= Robert Froriep =

German anatomist

Robert Friedrich Froriep (2 February 1804 – 15 June 1861) was a German anatomist who was a native of Jena. He was the father of anatomist August von Froriep (1849–1917).

He studied medicine in Bonn, and later became prosector and conservator of the pathological museum at the Charité Hospital in Berlin, where he was mentor to Rudolf Virchow (1821–1902). He held these position at the Charité from 1833 until 1846, and supplemented his income as a teacher of anatomic drawing at the Academy of Fine Arts. In 1847 he was succeeded by Virchow as prosector at the Charité.

In the spring of 1846 he succeeded his father as director of the Weimarischer Landes-Industrie-Comptoir in Weimar, where he worked as a publisher of illustrated scientific and medical works. In 1851 he returned to medicine, and several years later sold the Landes-Industrie-Comptoir to Ludwig Denicke from Lüneburg.

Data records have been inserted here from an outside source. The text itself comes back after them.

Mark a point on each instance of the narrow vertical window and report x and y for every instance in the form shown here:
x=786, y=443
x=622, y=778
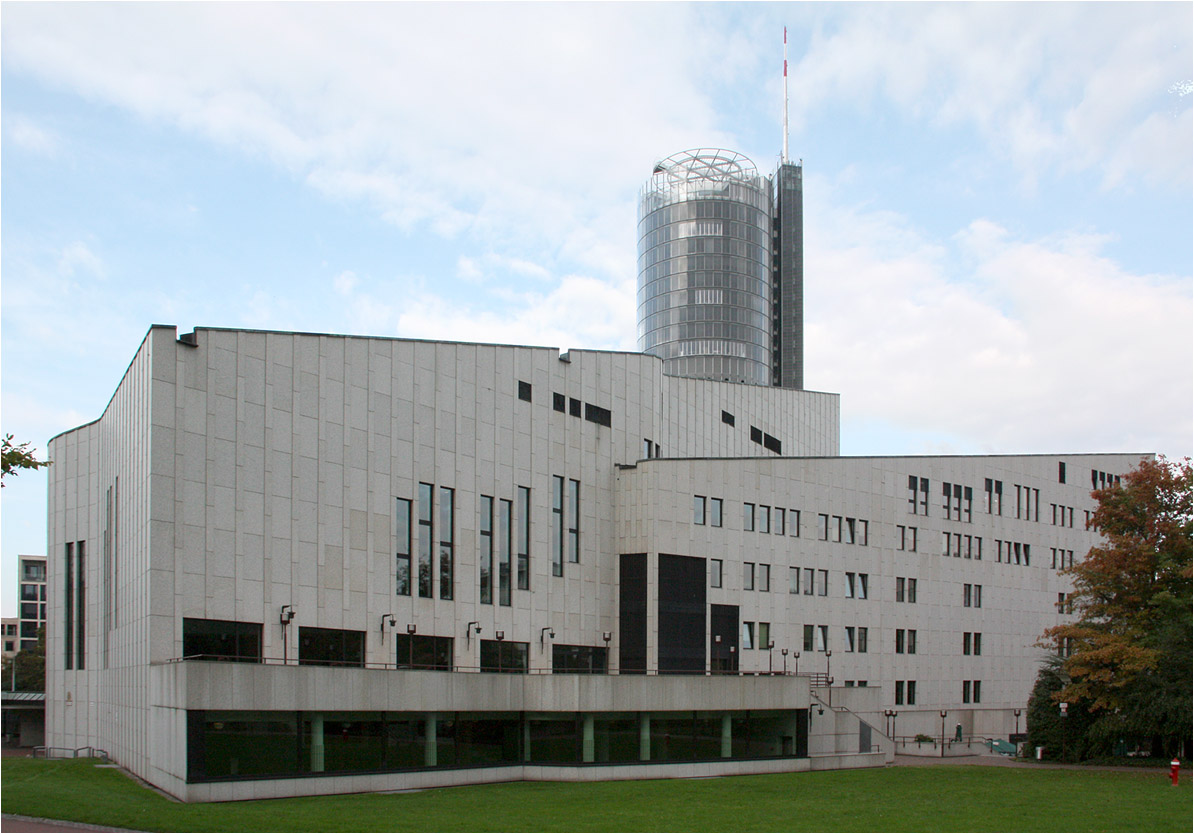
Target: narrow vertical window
x=426, y=492
x=447, y=541
x=505, y=510
x=573, y=521
x=557, y=525
x=68, y=596
x=523, y=538
x=486, y=556
x=402, y=546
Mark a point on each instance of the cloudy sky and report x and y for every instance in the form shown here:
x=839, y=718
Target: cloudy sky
x=997, y=206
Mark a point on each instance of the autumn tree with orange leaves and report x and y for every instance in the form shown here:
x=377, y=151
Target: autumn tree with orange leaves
x=1130, y=650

Froriep is largely known for popularizing non-German illustrated works, making them known to German scientists and physicians. He published Abbildungen der Hautkrankheiten, a translation of Thomas Bateman's "Delineations of Cutaneous Disease". He also published translated works of Astley Cooper (1768–1841), Guillaume Dupuytren (1777–1835), Louis Joseph Sanson (1790–1841) and Louis Jacques Bégin (1793–1859).

In 1843 Froriep made early mention of a condition that would later be known as fibromyalgia, describing it as "rheumatism with painful, hard places" that could be felt in many locations on the body. He characterized the condition as muskelschwiele (muscle callus) and reported his findings in a paper titled "Ein beitrag zur pathologie und therapie des rheumatismus".